Easy Candied Apples
User Reviews
4.6
Easy Candied Apples
Description
Easy Candied Apples combines fresh apples with a shiny, red candy coating made from boiling sugar, water, and an acid like lemon juice or vinegar to the hard crack stage (300°F). After inserting sticks into cleaned apples, the fruit is dipped into the hot syrup, which hardens into a crisp shell as it cools on parchment paper. The candy coating sets firmly after about 40 minutes, encasing the apple in a textured sweet shell. The recipe requires careful temperature monitoring with a candy thermometer to avoid burning or undercooking the sugar syrup. Once set, the apples can be chilled and stored in the fridge covered well and separated by parchment to prevent sticking.

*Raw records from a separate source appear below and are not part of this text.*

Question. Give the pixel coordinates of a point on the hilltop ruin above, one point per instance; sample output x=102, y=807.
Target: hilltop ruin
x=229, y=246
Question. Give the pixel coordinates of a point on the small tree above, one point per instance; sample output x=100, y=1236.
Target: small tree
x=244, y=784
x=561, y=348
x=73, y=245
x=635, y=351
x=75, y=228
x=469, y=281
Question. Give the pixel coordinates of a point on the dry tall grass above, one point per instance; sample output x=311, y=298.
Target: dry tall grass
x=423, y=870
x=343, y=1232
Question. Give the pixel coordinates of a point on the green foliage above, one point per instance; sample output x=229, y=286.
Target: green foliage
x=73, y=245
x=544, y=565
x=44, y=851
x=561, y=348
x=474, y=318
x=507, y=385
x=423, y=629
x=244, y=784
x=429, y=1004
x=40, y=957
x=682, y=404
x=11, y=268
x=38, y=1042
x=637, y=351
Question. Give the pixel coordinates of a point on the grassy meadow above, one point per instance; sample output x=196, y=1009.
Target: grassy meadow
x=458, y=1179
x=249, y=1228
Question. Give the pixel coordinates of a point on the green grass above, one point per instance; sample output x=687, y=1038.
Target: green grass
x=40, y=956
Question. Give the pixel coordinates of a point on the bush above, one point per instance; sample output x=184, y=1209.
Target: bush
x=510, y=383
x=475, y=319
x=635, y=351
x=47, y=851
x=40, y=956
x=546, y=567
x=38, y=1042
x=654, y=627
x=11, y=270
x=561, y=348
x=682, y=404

The resulting treat offers a balance of juicy, tart apple flesh against a brittle, crunchy candy exterior. These candied apples can serve as a festive dessert or seasonal snack, especially appealing for autumn festivities or parties. They can be made with any preferred apple variety by adjusting the sugar coating process slightly based on the fruit’s size and moisture.
For best results, use fresh, firm apples and ensure sticks are inserted securely. Maintain the correct temperature of the sugar syrup, stirring gently as it boils and reheating briefly if it begins to harden before dipping all apples. Allow excess coating to drip before setting on parchment. Cool completely before storing or serving to preserve the characteristic crispness.
Ingredients
- 8 apple
- 1 cup sugar
- 1/2 cup water
- 1 tablespoon lemon juice or vinegar or 1/2 teaspoon cream of tartar
- 2 teaspoons Food Coloring red
Notes
- Choose firm apples and wash and dry them thoroughly before inserting sticks.
- Use a candy thermometer to reach and maintain the hard crack stage at 300°F to ensure the candy coating sets properly.
- Dip apples one at a time and allow excess syrup to drip to avoid thick clumps.
- Let coated apples rest on parchment paper for at least 40 minutes to fully harden the candy shell.
- Store finished candied apples in the refrigerator in a well-covered container lined with parchment paper to prevent sticking.